Людочка смотрела на меня как на сумасшедшую, а я балагурила, чувствуя себя очень глупо и совсем не весело. Мне очень не нравилось то, что я собиралась сделать, но у меня не было другого выхода. Как говорил в знаменитом фильме Жеглов, мой коллега по детективному цеху: «Вор должен сидеть в тюрьме». Преступницу Людочку нужно наказать! Да черт с ним, с наказанием, ее хотя бы остановить надо, а то эта предприимчивая и беспринципная красавица еще не одного мужика со свету сживет! Причем следующим в очереди на кладбище стоит мой друг Вадик, которого я должна спасти, пусть даже вопреки его собственным желаниям! Эх, Вадик, Вадик! А еще говорят, что мужчины – сильный пол!

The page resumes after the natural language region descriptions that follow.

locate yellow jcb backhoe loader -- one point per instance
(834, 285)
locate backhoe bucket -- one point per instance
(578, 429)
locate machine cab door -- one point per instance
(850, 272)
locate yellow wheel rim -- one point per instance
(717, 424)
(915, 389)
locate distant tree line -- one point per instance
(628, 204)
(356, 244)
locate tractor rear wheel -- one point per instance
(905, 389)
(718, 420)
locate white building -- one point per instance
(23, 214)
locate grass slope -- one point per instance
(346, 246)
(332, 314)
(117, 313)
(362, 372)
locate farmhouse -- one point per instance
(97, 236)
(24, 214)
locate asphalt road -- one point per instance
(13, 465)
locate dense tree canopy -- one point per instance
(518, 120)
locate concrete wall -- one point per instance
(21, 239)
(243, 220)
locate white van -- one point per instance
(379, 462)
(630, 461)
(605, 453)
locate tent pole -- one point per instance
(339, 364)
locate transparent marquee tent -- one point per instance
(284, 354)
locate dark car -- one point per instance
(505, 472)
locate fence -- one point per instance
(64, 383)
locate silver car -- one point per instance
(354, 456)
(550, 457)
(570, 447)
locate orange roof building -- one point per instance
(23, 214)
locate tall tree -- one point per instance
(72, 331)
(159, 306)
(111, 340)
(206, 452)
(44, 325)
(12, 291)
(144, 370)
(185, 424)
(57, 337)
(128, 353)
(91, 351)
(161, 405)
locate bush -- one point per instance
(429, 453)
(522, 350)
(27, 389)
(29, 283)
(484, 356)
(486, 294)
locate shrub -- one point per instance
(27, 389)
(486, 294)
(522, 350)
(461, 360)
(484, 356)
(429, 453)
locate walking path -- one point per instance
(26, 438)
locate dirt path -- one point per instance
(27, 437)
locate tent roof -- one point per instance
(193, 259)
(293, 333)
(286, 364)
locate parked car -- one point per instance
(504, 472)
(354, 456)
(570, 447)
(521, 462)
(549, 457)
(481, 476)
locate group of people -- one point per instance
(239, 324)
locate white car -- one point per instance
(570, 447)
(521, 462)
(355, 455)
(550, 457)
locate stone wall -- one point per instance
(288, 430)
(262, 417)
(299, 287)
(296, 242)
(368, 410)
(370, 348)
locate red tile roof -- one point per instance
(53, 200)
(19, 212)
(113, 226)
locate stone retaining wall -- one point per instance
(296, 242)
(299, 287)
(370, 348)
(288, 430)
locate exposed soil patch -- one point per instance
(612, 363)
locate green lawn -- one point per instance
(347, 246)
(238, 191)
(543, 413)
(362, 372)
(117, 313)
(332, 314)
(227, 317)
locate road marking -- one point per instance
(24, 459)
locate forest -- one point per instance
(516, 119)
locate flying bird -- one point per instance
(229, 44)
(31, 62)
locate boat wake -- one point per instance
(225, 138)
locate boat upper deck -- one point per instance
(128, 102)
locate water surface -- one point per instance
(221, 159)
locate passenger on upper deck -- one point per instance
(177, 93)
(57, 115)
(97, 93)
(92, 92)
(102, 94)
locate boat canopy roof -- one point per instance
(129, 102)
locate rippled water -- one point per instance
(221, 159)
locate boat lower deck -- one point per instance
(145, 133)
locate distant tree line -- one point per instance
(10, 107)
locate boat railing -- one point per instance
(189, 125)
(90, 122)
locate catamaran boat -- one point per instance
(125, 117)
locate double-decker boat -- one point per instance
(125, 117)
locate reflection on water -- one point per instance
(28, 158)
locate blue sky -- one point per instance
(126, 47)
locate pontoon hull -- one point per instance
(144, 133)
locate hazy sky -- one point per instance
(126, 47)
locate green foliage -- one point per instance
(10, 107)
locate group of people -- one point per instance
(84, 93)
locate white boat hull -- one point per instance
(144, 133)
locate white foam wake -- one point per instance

Узнал шокирующую правду о своей возлюбленной и вместо того, чтобы воздать негодяйке по заслугам, напился и забылся, а я теперь за него отдувайся!
Рассуждая таким образом, я нарочно старалась посильнее разозлиться, и мне это удалось. Ощутив могучий прилив праведного гнева, я понеслась на этой волне: убежденно прошептала себе под нос «Но пасаран!» – и развернула фотографию изображением к Людочке.
И почти сразу же пожалела об этом! Розовое лицо красавицы сделалось серым, как бетонная стена, образец цвета которой был у нее перед глазами, рот мучительно перекосился в беззвучном крике. Я с трудом удержалась, чтобы не надавать самой себе пощечин.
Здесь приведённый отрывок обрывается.